Diversi giorni fa è emersa in rete la notizia che vede la presentazione di Android M durante il prossimo Google I/O che si terrà a San Francisco a fine Maggio. Che il nome della prossima major release del robottino verde comincerà con la lettera M è ormai una cosa scontata, essendo la M la lettera successiva alla L (Lollipop). La tradizione che lega Android ai nomi di tanti dolci diversi risale al 2009, quando venne rilasciata la versione 1.5 Cupcake, dopo i canonici Alpha e Beta (gli unici che non rispettano questa caratteristica).
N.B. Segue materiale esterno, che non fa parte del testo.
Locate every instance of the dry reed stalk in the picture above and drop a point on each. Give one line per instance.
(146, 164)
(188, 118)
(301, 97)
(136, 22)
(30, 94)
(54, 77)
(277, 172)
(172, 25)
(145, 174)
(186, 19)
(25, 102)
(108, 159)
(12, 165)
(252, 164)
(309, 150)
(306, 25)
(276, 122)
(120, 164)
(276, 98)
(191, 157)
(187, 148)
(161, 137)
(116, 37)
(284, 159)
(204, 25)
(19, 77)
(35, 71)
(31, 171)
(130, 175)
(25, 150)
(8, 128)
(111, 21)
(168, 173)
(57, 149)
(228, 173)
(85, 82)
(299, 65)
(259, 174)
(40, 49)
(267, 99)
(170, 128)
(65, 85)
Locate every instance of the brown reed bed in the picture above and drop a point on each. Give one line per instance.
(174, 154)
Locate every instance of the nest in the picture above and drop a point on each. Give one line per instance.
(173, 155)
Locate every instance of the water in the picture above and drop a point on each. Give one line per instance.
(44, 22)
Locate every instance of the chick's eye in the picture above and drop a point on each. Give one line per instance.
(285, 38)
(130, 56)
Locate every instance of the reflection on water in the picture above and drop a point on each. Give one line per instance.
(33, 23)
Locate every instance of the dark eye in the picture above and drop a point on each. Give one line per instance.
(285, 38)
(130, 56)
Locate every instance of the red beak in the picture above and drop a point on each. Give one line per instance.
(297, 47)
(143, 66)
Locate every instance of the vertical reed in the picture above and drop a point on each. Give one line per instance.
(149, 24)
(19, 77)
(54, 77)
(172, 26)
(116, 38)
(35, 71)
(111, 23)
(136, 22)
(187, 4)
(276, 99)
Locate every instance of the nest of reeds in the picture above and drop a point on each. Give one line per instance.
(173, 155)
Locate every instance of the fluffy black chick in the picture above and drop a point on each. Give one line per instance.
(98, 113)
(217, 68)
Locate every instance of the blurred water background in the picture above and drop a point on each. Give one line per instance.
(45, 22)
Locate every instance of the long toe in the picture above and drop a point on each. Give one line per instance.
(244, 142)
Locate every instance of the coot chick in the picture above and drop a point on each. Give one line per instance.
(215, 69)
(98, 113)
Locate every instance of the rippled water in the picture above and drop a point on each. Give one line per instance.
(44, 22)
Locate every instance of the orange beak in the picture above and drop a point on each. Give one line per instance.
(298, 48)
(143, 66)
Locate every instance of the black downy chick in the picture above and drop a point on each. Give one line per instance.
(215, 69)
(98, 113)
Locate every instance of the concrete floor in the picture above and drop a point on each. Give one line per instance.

Da Cupcake a Lollipop, ecco il segreto dietro i nomi delle varie versioni di Android

Nel corso di questi anni Google è stata in generale molto silenziosa riguardo il motivo della scelta di questi nomi. Android nel frattempo si è evoluto, e possiamo solo ipotizzare quale sarà il nome della prossima major release. Marshmellow? Mars? Muffin? Solo il tempo ce lo dirà. In molti potreste pensare che dietro questa scelta ci siano studi di marketing e segreti ben particolari, ma la realtà è invece più scontata di quel che sembra.

La verità è che la tradizione di nominare ogni versione di Android con il nome di un dolce è nata per una battuta fatta da un dipendente durante la lavorazione di quello che sarebbe stato Android 1.5 Cupcake. La battuta è piaciuta al punto che si è deciso di continuare a nominare le varie versioni in ordine alfabetico scegliendo per l’occasione un nome di un dolce diverso. Anni dopo, con l’introduzione della versione 4.4 KitKat, il colosso di Mountain View ha spiegato che la scelta di nomi di dolci e caramelle risiede nel fatto che smartphone e tablet ci addolciscono la vita, rendendola più semplice.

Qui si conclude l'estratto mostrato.